This was a retrospective observational analysis using data from the Optum Clinical Electronic Health Record Database, which contains deidentified and aggregated clinical and medical administrative data from more than 54 US health care delivery organizations, including more than 140 000 providers at more than 700 hospitals and 7000 clinics. These data come from all EHR capture systems submitted by participating organizations. Data are obtained from physician offices, emergency rooms, laboratories, and hospitals and include demographic information, vital signs, and other observable measurements, medications prescribed and administered, laboratory test results, administrative data for clinical and inpatient stays, and coded diagnoses and procedures. At the time of data extraction, the database contained records for approximately 47 million primarily community‐dwelling patients across the United States and Puerto Rico, with an average of 45 months of observed data per patient. Because no identifiable protected health information was extracted or accessed during the course of the study, institutional review board approval or waiver of authorization was not required.
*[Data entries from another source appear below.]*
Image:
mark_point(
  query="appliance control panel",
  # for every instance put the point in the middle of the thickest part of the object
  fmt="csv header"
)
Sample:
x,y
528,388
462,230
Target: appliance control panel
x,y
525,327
In addition to the data described above, the key EHR data for this study comprised abstracted provider notes records, which were extracted from electronic notes via a natural language processing (NLP) system developed and maintained by Optum Analytics (OA; Boston, Massachusetts). The NLP system captures words and phrases from unstructured text in clinical notes—including conditions, signs and symptoms, family history, disease‐related scores and diagnostic procedures, medication changes, and physician rationale for prescribing decisions—and converts them into abstracted notes records that contain deidentified, consistently formatted content for analysis. The abstracted notes records output via NLP consist of the main terms, such as conditions (eg, Alzheimer disease) or symptoms (eg, agitation), accompanied by additional data fields that provide context; these supporting fields contain terms relating to severity/frequency/duration, body part or measurement value, medical chart section, and qualifiers such as negation or progress in the diagnostic process or input from family members. Main terms of interest for the NLP system were identified using vocabulary from the Unified Medical Language System, which includes medical dictionaries such as the Logical Observation Identifiers Names and Codes, the Systemized Nomenclature of Medicine‐Clinical Terms, and RxNorm (a listing of generic and branded drugs), among others. New NLP concepts are created, and the performance of the NLP system is verified, by a team of medical terminologists and clinicians from OA that assesses the accuracy of the NLP output compared with a manual review of sample EHR notes.
For this study, abstracted notes records to identify AD/dementia and agitation were reviewed manually by Optum's medical director to determine whether the overall combinations of terms in the notes record fields were indicative of probable AD/dementia and agitation (eg, pertained to patient behavior or disposition and were not negation).